Columnist Cameryn Schafer discusses the importance of trust in owning pets through her Halmahera blue tongue skink, Tsuchi.Tsuchi has been socialized for several months, which requires significant trust from a reptile. He spends part of each day exploring or relaxing with his owners outside of his enclosure and will soon help educate people interested in owning reptiles.

Cameryn Schafer

Editor’s Note: This column is a part of a series called “I’m hyperfocusing on…”.

When you live with an animal, trust is one of the most important things to establish. My chameleon used to feel threatened every time my boyfriend or I would open his enclosure to give him food, and although he doesn’t have the courage to actually bite, he certainly has the audacity to pretend he’s going to. It took a lot of patience to get to the point that he didn’t feel threatened by me, but I don’t think he fully trusts me yet. He still avoids coming out of his enclosure when we need, like for vet appointments, moving days and showers during shed. Chameleons are solitary by nature, and they would normally only interact with another animal for mating or to defend their territory, so we don’t push him too hard, and we work at his pace.

My blue tongue skink, Tsuchi, on the other hand, only took a couple weeks to socialize. We adopted him Oct. 4, gave him about 10 days to himself and then began handling him daily. We started slow at first, only handling for five or 10 minutes, and worked it up over time. We use cues to let him know when he’s going to be handled so he doesn’t get stressed and pay attention to his body language.

Since then, I’ve noticed our trust most significantly when I lay down near him. Tsuchi has crawled up next to my face to take a nap, climbed onto my chest to sit over my heartbeat or burrowed under my legs or back for shelter. Whenever I wear something with a hood while holding him, he climbs up my arm, over my shoulder and into my hood. I love that he’s so willing to interact, and I notice my stress level hit the floor during our “cuddle time.”

This weekend, while I was getting ready to take a shower, I heard my boyfriend talking in a hushed tone in the other room.
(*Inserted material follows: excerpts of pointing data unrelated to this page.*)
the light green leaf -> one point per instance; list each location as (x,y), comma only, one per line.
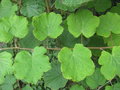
(113,40)
(109,23)
(116,9)
(53,78)
(7,8)
(13,26)
(114,87)
(32,7)
(74,4)
(8,83)
(108,60)
(47,25)
(27,87)
(30,68)
(77,87)
(95,80)
(5,65)
(76,65)
(80,23)
(102,5)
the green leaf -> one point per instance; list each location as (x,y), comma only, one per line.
(80,23)
(77,87)
(108,60)
(13,26)
(95,80)
(109,23)
(72,63)
(5,65)
(32,7)
(74,4)
(102,5)
(116,9)
(114,87)
(27,87)
(30,68)
(7,8)
(47,25)
(53,78)
(113,40)
(8,83)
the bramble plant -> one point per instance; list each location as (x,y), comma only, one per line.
(60,45)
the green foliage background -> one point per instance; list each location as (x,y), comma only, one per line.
(59,45)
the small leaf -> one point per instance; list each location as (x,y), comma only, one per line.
(109,23)
(5,65)
(77,87)
(30,68)
(47,25)
(13,26)
(108,60)
(72,63)
(114,87)
(96,79)
(32,7)
(7,8)
(53,78)
(82,22)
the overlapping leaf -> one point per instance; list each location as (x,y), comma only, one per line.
(30,68)
(32,7)
(76,64)
(7,8)
(14,26)
(53,78)
(47,25)
(96,79)
(110,63)
(109,23)
(5,65)
(82,22)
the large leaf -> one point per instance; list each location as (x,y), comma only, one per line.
(77,87)
(47,25)
(8,83)
(53,78)
(96,79)
(5,65)
(13,26)
(7,8)
(109,23)
(108,60)
(82,22)
(76,64)
(114,87)
(30,68)
(102,5)
(32,7)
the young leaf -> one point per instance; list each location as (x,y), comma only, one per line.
(76,64)
(95,80)
(13,26)
(53,78)
(5,65)
(77,87)
(47,25)
(82,22)
(30,68)
(109,23)
(32,7)
(7,8)
(107,61)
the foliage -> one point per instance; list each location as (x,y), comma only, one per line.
(59,45)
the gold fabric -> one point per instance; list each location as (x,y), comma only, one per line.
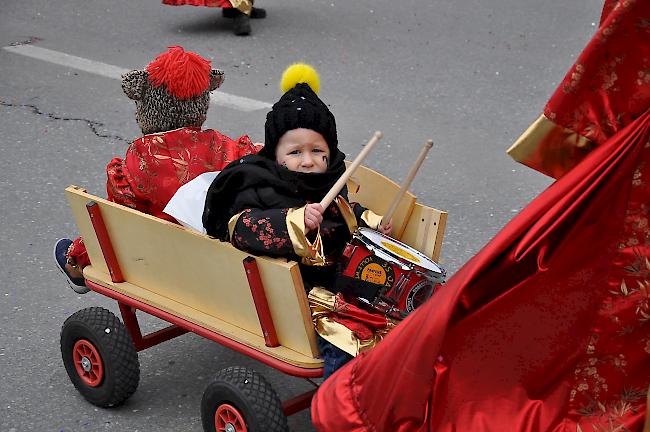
(232,223)
(323,305)
(371,219)
(243,5)
(550,148)
(310,252)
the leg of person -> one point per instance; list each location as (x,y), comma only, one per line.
(333,357)
(65,252)
(241,24)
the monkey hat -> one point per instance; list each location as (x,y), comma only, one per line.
(299,107)
(173,91)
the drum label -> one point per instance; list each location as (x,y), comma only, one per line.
(375,270)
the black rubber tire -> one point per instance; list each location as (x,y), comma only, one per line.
(250,394)
(113,342)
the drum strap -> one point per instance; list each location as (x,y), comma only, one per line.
(357,287)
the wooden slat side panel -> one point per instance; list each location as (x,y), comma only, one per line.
(77,204)
(376,192)
(199,272)
(206,321)
(440,236)
(425,230)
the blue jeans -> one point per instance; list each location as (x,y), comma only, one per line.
(333,357)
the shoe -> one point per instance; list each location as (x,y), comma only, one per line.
(256,13)
(242,25)
(60,249)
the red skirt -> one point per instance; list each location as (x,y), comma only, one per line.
(208,3)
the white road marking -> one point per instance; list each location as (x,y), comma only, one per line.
(218,98)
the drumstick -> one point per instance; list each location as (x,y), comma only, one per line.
(407,182)
(334,191)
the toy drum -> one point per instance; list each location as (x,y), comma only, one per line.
(387,274)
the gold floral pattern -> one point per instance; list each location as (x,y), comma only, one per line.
(608,383)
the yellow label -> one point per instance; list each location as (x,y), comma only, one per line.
(374,273)
(400,252)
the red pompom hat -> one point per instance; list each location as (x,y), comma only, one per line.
(185,74)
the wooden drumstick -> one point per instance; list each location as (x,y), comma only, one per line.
(334,191)
(407,182)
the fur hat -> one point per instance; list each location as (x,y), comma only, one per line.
(173,91)
(299,107)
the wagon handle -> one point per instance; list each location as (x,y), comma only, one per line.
(334,191)
(407,182)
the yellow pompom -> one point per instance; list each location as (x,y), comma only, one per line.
(300,73)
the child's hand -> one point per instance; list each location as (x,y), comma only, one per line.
(386,228)
(313,216)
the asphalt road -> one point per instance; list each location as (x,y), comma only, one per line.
(471,75)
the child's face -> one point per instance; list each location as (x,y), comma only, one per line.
(303,150)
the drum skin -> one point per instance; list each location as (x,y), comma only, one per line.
(393,285)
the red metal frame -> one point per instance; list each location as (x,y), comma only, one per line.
(152,339)
(208,334)
(180,326)
(105,242)
(261,303)
(298,403)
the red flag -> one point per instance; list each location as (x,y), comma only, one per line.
(547,328)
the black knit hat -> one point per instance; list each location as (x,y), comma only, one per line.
(298,108)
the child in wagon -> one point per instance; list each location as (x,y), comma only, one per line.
(172,97)
(268,204)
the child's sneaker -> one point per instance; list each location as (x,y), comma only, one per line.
(60,249)
(256,13)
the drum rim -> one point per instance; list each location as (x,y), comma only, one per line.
(439,270)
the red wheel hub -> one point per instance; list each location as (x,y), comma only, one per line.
(229,419)
(88,363)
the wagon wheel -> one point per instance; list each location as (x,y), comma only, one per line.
(99,356)
(241,400)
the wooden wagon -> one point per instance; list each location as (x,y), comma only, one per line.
(254,305)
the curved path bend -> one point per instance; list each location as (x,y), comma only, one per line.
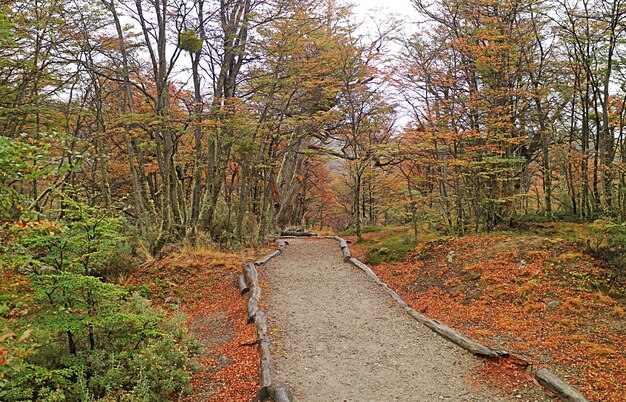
(337,336)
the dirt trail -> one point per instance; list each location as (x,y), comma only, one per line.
(339,337)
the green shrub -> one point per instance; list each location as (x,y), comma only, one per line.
(90,340)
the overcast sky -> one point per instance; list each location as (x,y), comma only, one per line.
(395,6)
(367,8)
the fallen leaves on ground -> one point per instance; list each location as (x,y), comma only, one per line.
(203,286)
(541,298)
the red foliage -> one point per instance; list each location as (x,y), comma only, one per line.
(541,298)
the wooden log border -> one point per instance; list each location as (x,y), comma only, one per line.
(270,389)
(545,378)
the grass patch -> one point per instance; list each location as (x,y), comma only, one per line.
(391,244)
(365,229)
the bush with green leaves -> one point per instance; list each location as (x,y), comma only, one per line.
(607,241)
(87,339)
(83,240)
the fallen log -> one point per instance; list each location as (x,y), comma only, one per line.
(446,332)
(268,258)
(295,233)
(243,286)
(279,392)
(563,390)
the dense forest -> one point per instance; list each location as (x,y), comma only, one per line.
(131,128)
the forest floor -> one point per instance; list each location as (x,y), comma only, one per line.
(338,336)
(539,296)
(202,285)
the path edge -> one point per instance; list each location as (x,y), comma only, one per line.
(270,389)
(544,377)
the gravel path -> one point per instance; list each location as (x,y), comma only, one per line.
(339,337)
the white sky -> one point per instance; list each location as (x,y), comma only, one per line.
(376,9)
(402,7)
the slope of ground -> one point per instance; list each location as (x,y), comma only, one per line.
(338,336)
(202,285)
(540,297)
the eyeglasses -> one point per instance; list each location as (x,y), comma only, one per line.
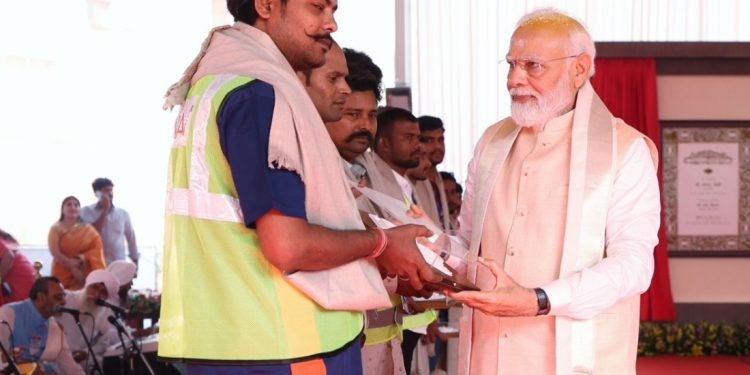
(534,68)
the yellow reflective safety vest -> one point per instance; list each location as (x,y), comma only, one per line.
(222,300)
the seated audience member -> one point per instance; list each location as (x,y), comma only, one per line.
(75,246)
(16,272)
(124,272)
(112,222)
(100,284)
(32,333)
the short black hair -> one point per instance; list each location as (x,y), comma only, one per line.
(388,116)
(428,123)
(244,10)
(448,176)
(364,75)
(7,237)
(100,183)
(41,285)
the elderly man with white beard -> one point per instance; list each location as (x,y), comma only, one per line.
(100,284)
(562,208)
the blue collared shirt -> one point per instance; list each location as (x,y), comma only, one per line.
(30,331)
(115,231)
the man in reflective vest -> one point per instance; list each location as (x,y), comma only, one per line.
(255,193)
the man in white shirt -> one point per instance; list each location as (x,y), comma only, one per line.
(564,198)
(396,150)
(112,222)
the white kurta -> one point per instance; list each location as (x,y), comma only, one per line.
(524,231)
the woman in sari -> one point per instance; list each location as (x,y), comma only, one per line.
(75,246)
(16,272)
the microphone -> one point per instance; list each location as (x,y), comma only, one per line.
(115,322)
(115,308)
(70,311)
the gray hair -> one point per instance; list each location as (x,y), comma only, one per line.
(578,35)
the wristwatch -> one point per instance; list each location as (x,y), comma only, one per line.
(542,300)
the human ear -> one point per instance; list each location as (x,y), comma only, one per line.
(263,7)
(582,67)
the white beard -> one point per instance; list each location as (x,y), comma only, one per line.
(544,108)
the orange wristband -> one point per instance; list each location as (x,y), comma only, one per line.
(382,243)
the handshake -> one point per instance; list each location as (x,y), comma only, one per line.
(428,262)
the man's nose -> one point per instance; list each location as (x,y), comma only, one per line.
(516,77)
(345,89)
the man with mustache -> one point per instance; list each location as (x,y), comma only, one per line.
(257,204)
(100,284)
(327,84)
(352,129)
(432,137)
(562,205)
(396,150)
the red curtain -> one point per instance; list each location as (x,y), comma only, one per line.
(628,88)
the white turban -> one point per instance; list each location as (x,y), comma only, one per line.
(123,270)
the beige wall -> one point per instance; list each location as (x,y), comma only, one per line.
(726,98)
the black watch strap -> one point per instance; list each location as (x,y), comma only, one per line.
(542,300)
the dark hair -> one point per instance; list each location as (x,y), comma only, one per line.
(244,10)
(448,176)
(62,205)
(7,237)
(364,75)
(386,118)
(428,123)
(101,183)
(308,72)
(41,285)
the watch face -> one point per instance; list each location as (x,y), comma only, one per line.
(542,301)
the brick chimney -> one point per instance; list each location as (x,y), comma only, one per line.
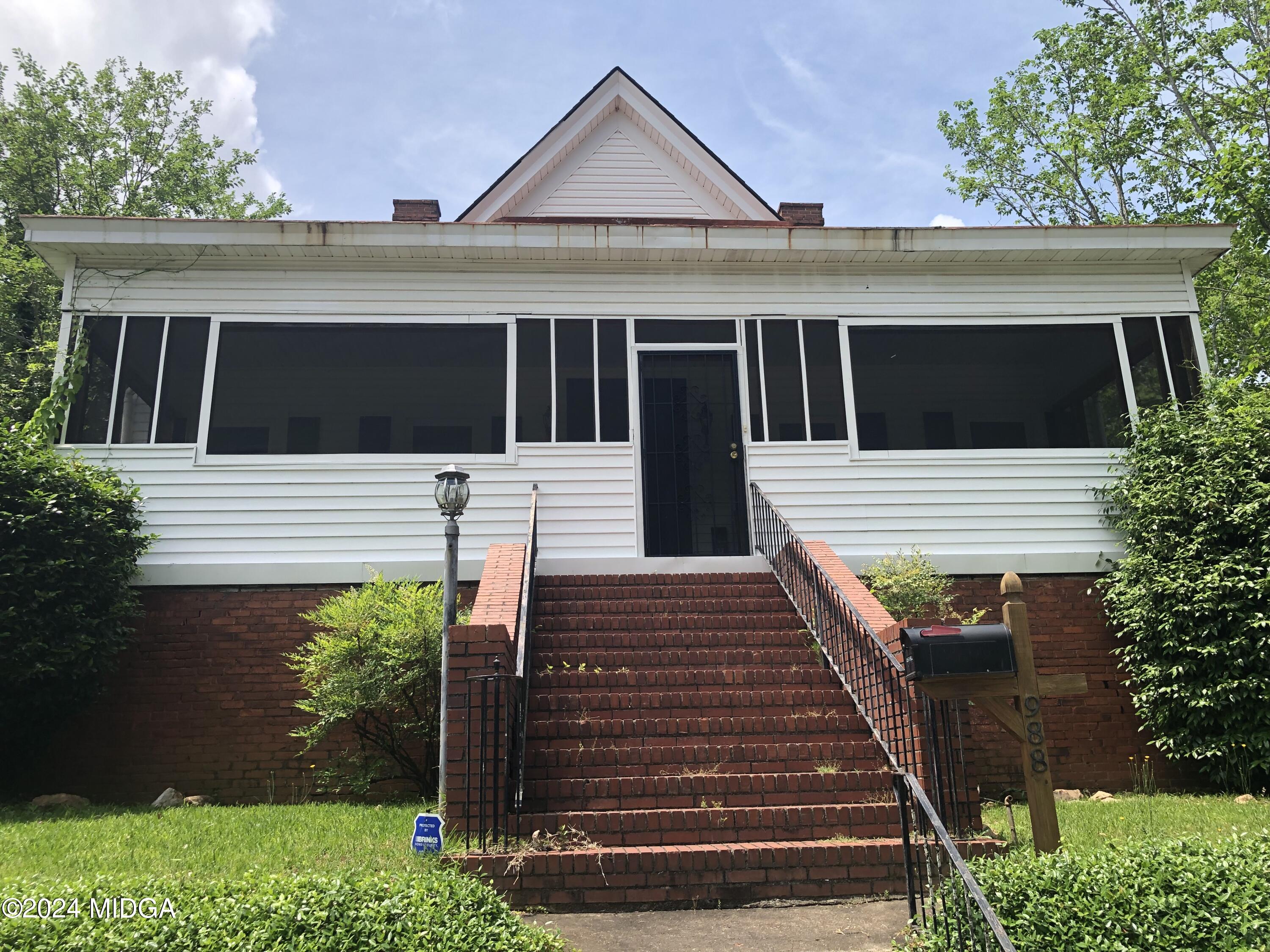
(803,214)
(416,210)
I opened the door and found him sitting in our play pen. He had Tsuchi in there with him, and I could see him holding a deck of cards. I caught on to the subject of his conversation and realized the cards were his flash cards with pictures of dinosaurs. While Cole explained what made each dinosaur special, Tsuchi sat in place looking at the picture. This continued for half an hour, and I overheard bits and pieces of Tsuchi’s lesson.

“This one is a pachycephhlosaurus. It had a hard head, like you, but theirs is used like a weapon.”

“The oviraptor was thought to steal eggs, but they were really protecting their own eggs like good parents.”

“This is an ankylosaurus. It had a club tail. You kinda have a club tail, too. But don’t hit anybody with your tail, that’s not nice.”

When I asked Cole about this afterward, he explained to me that he wanted to give Tsuchi good role models to look up to as he grows up. Tsuchi sat through the whole thing, and as soon as Cole finished talking about the last dinosaur, he finally started exploring the play pen, almost as though he’d been listening. The interaction showed trust between a pet and their person, and it hit my emotions pretty hard.

We’ve established trust with Tsuchi, and we’ve known for a while that he doesn’t dislike interactions. Now we know that he understands that cuddle time is more than just an opportunity to find a new spot to burrow.